After repeated reports that he was being beaten, Prince William County social workers removed 3-year-old Rodney Williams from his mother's home.

Then, for reasons that Virginia law shrouds in secrecy, the boy was allowed to return to his Manassas home. Two months later, on Sept. 10, he was dead - the victim of what one police officer said was "severe beatings."

His death has ignited a long-smoldering dispute in the Northern Virginia county, pitting police against social workers, over the question of who is responsible for the county's large number of reported child abuse cases.

"The police officer has no business knowing if you beat your child," snaps Ernest Morant, chief of services for the county social service department.

That attitude, supported by the head of the county welfare department, has forced police and county prosecutor Paul Ebert into seeking search warrants of county offices to obtain welfare records of child abuse cases.

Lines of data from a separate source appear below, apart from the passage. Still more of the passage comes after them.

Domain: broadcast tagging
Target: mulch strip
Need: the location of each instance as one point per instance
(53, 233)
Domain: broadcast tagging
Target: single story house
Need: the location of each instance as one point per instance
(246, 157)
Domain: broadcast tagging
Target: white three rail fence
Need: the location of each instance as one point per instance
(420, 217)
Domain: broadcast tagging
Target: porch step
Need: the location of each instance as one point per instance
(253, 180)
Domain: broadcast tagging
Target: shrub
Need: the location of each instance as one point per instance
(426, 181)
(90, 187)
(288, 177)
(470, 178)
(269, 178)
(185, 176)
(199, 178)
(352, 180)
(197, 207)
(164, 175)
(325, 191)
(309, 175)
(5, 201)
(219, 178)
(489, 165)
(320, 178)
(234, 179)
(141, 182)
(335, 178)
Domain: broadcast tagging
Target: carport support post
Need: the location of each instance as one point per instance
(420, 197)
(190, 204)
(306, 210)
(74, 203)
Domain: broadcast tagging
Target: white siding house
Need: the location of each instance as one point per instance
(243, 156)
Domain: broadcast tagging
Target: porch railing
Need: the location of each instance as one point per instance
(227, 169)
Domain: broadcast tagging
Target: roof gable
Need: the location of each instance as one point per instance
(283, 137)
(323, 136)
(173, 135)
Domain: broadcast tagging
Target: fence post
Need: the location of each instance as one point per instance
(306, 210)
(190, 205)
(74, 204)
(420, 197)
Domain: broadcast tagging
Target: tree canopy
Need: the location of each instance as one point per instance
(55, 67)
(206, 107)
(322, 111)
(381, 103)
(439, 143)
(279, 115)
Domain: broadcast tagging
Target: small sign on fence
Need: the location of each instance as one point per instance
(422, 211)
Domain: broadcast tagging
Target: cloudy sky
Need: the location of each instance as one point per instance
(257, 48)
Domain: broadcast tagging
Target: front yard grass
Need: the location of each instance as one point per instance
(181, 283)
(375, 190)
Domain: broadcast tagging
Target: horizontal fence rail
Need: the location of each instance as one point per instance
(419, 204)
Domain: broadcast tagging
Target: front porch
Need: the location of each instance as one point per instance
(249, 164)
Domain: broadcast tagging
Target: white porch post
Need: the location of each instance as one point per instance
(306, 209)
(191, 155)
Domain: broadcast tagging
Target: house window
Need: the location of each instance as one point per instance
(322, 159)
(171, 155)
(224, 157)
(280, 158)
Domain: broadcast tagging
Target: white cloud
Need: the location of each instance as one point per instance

The records, Morant and other welfare workers maintain, are confidential. The welfare workers believe their first priority is "to maintain family life wherever possible" and not to become police investigators snooping into family disputes.

The Prince William quarrel is a rare one in Virginia, which decreed four years ago that the primary responsibility for child abuse cases was with social workers and not police.Most Virginia localities have managed to work out any disagreements over how to handle the issue, state officials say.

But in Prince William, with the highest reported number of child abuse cases of any county in the state, the issue is unresolved, and the death of Rodney Williams has made it a major confrontation in this suburban Washington county.

Prosecutor Ebert cites the decision allowing the Williams child to return to his home as "an obvious error" and one that earlier police action might have prevented. Police have charged Carroll Leon Cole, 24, a companion of the boy's mother, with murder in the child's death.

Police officers, who asked not to be named, charge that county welfare workers are withholding information on many such cases, often imperiling the lives of the children they are supposed to protect.

In one instance, officers said that welfare workers waited two weeks to inform them of the rape of a 13-year-old girl by her father. By the time police learned of the incident, the family had moved out of state, one officer said.

In another case, court records indicate that the welfare department refused to release its records on a 10-week-old infant who had been beaten until he was in critical condition. Ebert issued a subpoena for the records, but the department refused, claiming that the prosecutor was acting outside his authority.

Only when the police obtained a search warrant would welfare workers surrender the files in that case, according to court records.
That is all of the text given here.